Helen Keller wrote that if she had been forced to choose between sight and touch, she would choose to remain blind.  She wrote, “The world I see with my fingers is alive, ruddy and satisfying.  Touch brings the blind many sweet certainties which our more fortunate fellows miss, because their sense of touch is uncultivated . . . through the sense of touch I know the faces of friends, the illimitable variety of straight and curved lines, all surfaces, the exuberance of the soil, the delicate shapes of flowers, the noble forms of trees, and the range of mighty winds.   We make sense of the world in many ways through touch.  We know other people through touch, and we are made known to them through touch.

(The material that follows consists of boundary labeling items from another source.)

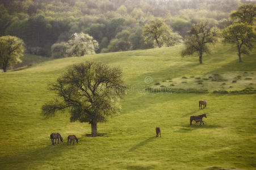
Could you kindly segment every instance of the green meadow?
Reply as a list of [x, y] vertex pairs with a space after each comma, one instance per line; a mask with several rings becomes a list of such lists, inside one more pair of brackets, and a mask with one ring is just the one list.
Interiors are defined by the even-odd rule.
[[[1, 169], [256, 169], [256, 94], [213, 93], [256, 88], [256, 50], [239, 63], [234, 48], [217, 44], [199, 65], [197, 56], [182, 58], [182, 48], [65, 58], [0, 73]], [[121, 112], [98, 124], [103, 135], [95, 138], [87, 136], [90, 125], [70, 122], [67, 111], [40, 114], [55, 96], [48, 84], [87, 60], [120, 67], [129, 86]], [[161, 86], [171, 90], [145, 90]], [[203, 99], [207, 107], [199, 109]], [[190, 125], [190, 116], [203, 113], [204, 125]], [[52, 146], [50, 134], [57, 132], [64, 142]], [[70, 134], [78, 144], [67, 146]]]

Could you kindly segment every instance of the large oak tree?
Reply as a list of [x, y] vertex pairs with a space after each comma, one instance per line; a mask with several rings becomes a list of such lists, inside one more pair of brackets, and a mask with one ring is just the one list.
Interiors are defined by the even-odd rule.
[[120, 109], [118, 100], [126, 89], [122, 72], [104, 63], [86, 62], [75, 65], [50, 85], [58, 97], [42, 107], [45, 116], [69, 108], [70, 121], [89, 122], [97, 136], [97, 123], [106, 121]]
[[188, 33], [190, 35], [186, 38], [185, 49], [182, 50], [182, 56], [196, 53], [199, 56], [199, 63], [202, 63], [203, 54], [209, 52], [208, 44], [214, 44], [217, 40], [218, 31], [205, 22], [194, 24]]
[[18, 37], [6, 36], [0, 37], [0, 69], [4, 72], [9, 66], [20, 62], [23, 56], [24, 42]]

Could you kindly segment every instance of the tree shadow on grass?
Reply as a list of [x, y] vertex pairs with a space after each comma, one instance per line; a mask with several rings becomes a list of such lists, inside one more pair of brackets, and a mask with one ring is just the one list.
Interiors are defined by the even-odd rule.
[[144, 146], [145, 144], [147, 144], [148, 143], [151, 142], [153, 141], [153, 139], [156, 138], [156, 137], [151, 137], [146, 140], [142, 141], [140, 142], [139, 143], [137, 144], [136, 145], [132, 147], [129, 150], [129, 151], [133, 151], [136, 149], [139, 148], [140, 147]]

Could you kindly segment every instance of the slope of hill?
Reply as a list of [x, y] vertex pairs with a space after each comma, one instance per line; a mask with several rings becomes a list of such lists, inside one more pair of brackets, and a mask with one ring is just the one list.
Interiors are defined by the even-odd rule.
[[[218, 44], [199, 65], [196, 56], [181, 58], [182, 48], [62, 58], [0, 73], [1, 169], [256, 168], [256, 95], [211, 93], [256, 88], [256, 52], [242, 56], [240, 63], [233, 48]], [[40, 115], [41, 106], [54, 96], [47, 84], [67, 67], [88, 60], [120, 67], [130, 86], [120, 101], [121, 112], [99, 124], [98, 131], [105, 134], [96, 138], [86, 137], [88, 124], [69, 122], [67, 112], [48, 120]], [[156, 83], [157, 87], [174, 84], [173, 89], [210, 92], [145, 90]], [[201, 99], [208, 105], [199, 110]], [[203, 113], [204, 125], [190, 126], [190, 116]], [[157, 126], [161, 138], [155, 137]], [[64, 142], [52, 146], [52, 132], [60, 133]], [[69, 134], [75, 134], [79, 143], [66, 146]]]

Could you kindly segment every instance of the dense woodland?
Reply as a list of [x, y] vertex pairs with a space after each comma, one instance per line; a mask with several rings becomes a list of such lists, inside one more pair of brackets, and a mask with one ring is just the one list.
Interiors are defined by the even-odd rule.
[[245, 0], [0, 0], [0, 36], [19, 37], [27, 52], [46, 56], [51, 56], [52, 46], [79, 32], [98, 42], [97, 53], [152, 48], [157, 46], [154, 41], [145, 41], [141, 36], [152, 19], [161, 18], [173, 32], [184, 38], [193, 24], [202, 21], [220, 29], [229, 26], [230, 13], [249, 3], [255, 3]]

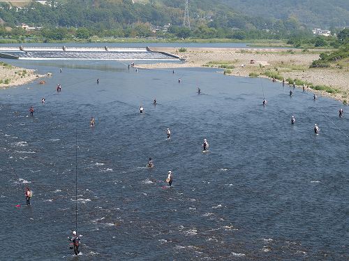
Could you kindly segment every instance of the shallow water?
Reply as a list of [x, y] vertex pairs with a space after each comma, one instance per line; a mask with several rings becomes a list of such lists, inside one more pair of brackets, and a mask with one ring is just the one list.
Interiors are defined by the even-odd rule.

            On Friday I picked my daughter Eva up from school and after her busy day of play she fell fast asleep in the car.  After carrying her into the house I tried laying her down on the couch, but her little arms tightened around me in her sleep and I couldn’t pry them off.  So I resigned to rest with her plastered against me while she had her late day snooze, and I was glad for it too.  All of you who have cared for children have probably experienced carrying a child until your arms and back ache as the child gets heavier, sinking into your arms, the one who loves her.  Young children are so open to receive.  Perhaps this vulnerability is what God craves from us.  God yearns to carry us until we are glued together, resting in God’s loving embrace.  When we are really content we don’t say a word.  We listen to our breath and God’s breath and try to match them like a child might do.  As we breathe with the spirit, we know that we are children, that there are things that we don’t understand, but like children we are given the precious tool of imagination to gain a glimpse of God.  All the while we realize that in the midst of this intimacy God is also very “other” from us.  This paradox means that as we are invited to crawl into the lap of mama God or grandpa God or whatever image we are given, even while peering at God in wonderment, we are saying, “who are you?”

            As we put our hands in the hands of another, as we move our hands through the garden, as we knead dough, fold laundry, craft a piece of furniture, or open our hands in prayer, let us remember that God created this wonderful sense of touch.  Let us know that God touches us, and that we may stretch out our hands to touch God.  For some it may be a metaphor, a way of perceiving the nearness of Christ.  For others it may feel more tangible, something that is actually felt. If that is the case, I believe you, and thank God.

To Touch is to Live, Prescott, AZ:  Hohm Press, 2002, p. 12-13.

To Touch is to Live, p. xxiii.

Helen Keller.  The World I Live In.  ed. Roger Shattuck.  New York: New York Review Books, 2003, p. 30-31.